To do this, we examined transgenic animals in which either the A- or B-type cholinergic motor neurons are specifically deactivated by an active K+ channel (Punc-4::twk-18(gf)-UrSL-wCherry and Pacr-5::twk-18(gf)-UrSL-wCherry, respectively) ( Kawano et al., 2011; Kunkel et al., 2000), as well as unc-25 mutants that lack the GABA neurotransmitter required by the D-type motor neurons ( Jin et al., 1999). During forward locomotion, the bending waves of animals propagated from head to tail when either the A-or D-type motor neurons were inactivated ( Figures S4A and S4C). When trapping the worm in the pneumatic microfluidic device, the posterior region of these worms followed the induced body www.selleckchem.com/GSK-3.html bending

toward either side ( Figures S4B and S4D). In contrast, inactivating the B-type motor neurons prevented an induced bend from anterior regions from propagating to posterior regions ( Figures 6D–6F; Movie S9).
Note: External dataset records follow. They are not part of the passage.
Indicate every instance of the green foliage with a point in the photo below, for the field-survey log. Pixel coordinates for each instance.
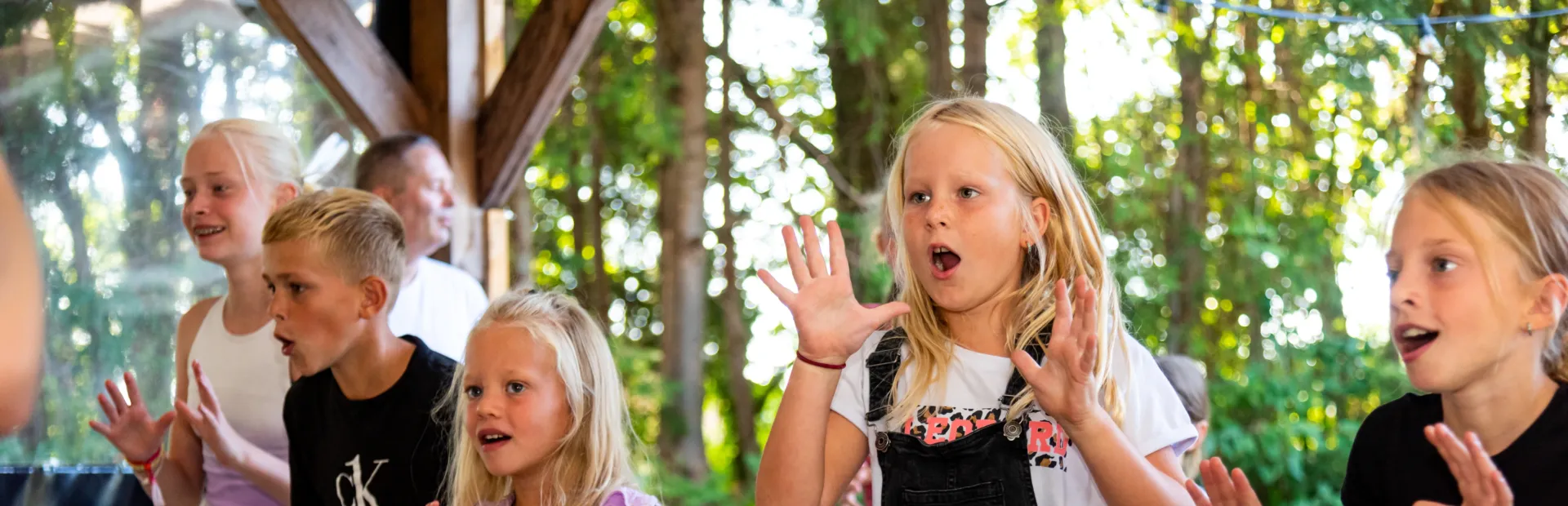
(1297, 126)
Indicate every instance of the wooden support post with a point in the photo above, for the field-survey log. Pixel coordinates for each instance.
(497, 253)
(446, 52)
(497, 229)
(353, 66)
(552, 47)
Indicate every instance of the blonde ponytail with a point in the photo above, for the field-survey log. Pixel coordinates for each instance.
(1070, 246)
(265, 153)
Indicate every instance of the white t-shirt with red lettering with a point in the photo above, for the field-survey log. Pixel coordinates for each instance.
(1155, 417)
When the B-type motor neurons were inactivated, the curvature of the posterior region was not locked to the curvature Selleckchem GSI-IX of the trapped region ( Figures 6D and 6E) as for wild-type worms

( Figures 4A and 4B). The C. elegans motor circuit does not possess local sensory or interneurons that convey local bending information to B-type motor neurons. The DVA interneuron, whose axon spans the whole worm body and connects with most DB motor neurons, has been shown to have proprioceptive properties ( Hu et al., 2011; Li et al., 2006). We thus asked whether DVA plays a role in propagating local bending information during forward locomotion. However, we found that laser killing DVA does not disrupt the ability of the

posterior region to follow the curvature of the anterior region ( Figures S4G and S4H). Taken together, these results show that neither the A- and D-type motor neurons nor the DVA interneuron are needed to propagate the bending signal from anterior to posterior regions. However, the B-type motor neurons are essential. We also asked whether second the body muscle cells themselves might propagate bending signals from anterior to posterior regions. Adjacent body wall muscle cells are connected by gap junctions mediated specifically by an innexin UNC-9, providing a possible alternative pathway for transducing the proprioceptive signal (Figure 1B) (Liu et al., 2006). First, we trapped transgenic worms expressing halorhodopsin in their muscle cells (Pmyo-3::NpHR) in the pneumatic channel. We found that specifically relaxing the muscles in the trapped curved region with green light illumination had no effect on the curvature of the free posterior region ( Figures S4E and S4F). We also tested transgenic animals that lacked these gap junctions in their muscle cells. To do this, we used a transgenic unc-9 mutant animal in which unc-9 expression was restored in UNC-9-expressing cells except the body wall muscles.